Anyway, let’s talk about this book because it is the reason I am holding on to your attention. If you like strong heroines who are flawed and behave in flawed ways sometimes, then you will like Persephone. Persephone is nothing like the Greek goddess (of Spring) she shares a name with. She is a slave and her thoughts are naturally preoccupied with a desire for freedom in the true sense of the word. I cannot pretend to know what it means to not own one’s own person but I can empathize with her feelings. Fergus creates a vibrant world where Gypsies are hunted and killed simply because of who they are. This genocide is a contemporary issue and Fergus does not dress it up prettily or try to excuse it. She portrays the horror of a people who are being eradicated through no fault of their own. Azriel is a gypsy who, with all his charm, buys Persephone from her owner. Not that she thanks him for it, of course.
Their relationship is engaging, fun and complex. The romance is present but it doesn’t take over the narrative. In fact, Persephone’s feelings are deliciously ambiguous and I get the feeling that if she had to choose between Azriel and her freedom, she would choose the latter. There is a prophecy (that Persephone snorts rudely at) and there are animals who are blindly devoted to Persephone. Her eccentricities and flaws make her into a likeable character despite some of her more dubious decisions. (Keep in mind, these decisions are not stupid and nothing damning.)
All the characters present in the novel are individuated and have their own personalities. The courtly intrigues and the young king who is very interested in Persephone spice of the narrative significantly. The villain of the piece is a most intriguing character. He is deformed but for he has a beautiful face and it is his desire to be whole again that motivates his actions. He is one of the creepiest and yet saddest villains I have come across in literature recently. He is dangerous because he doesn’t seem to have a conscience that separates good and bad, and his greed for power at any cost, but at the same time, he is completely vulnerable due to his deformity. I have a feeling that he may not be the villain in the end because he is a bit too easily deceived. No, I think it is the captain of the guards who will become most dangerous for the protagonists of the piece.
The novel is gorgeous written, the pacing is quick and keeps the reader’s interest and the plot turns and twists in the most unpredictable ways. I was literally shocked at the end because I did not expect the novel to go where it did.
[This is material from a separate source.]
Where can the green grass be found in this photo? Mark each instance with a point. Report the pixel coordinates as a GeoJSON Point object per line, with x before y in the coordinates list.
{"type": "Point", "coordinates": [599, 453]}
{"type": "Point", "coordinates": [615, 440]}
And it went there in a good way. It takes all expectations and shakes it around and presents to you in a shape you didn’t think it came in. There is friendship between girls, a sisterhood of sorts, and a positive portrayal of women. Themes of identity, physical beauty and perhaps even love are present in the novel. Fergus has created a complex world peopled with complex characters that battle both inner demons and physical enemies in their attempt to right so many wrongs. Questions of duty versus desire will have to be answered. What is freedom? Can a person ever be totally free? I don’t know but I am looking forward to finding out how Persephone’s story unfolds. Do I recommend this? Really, I have to spell it out?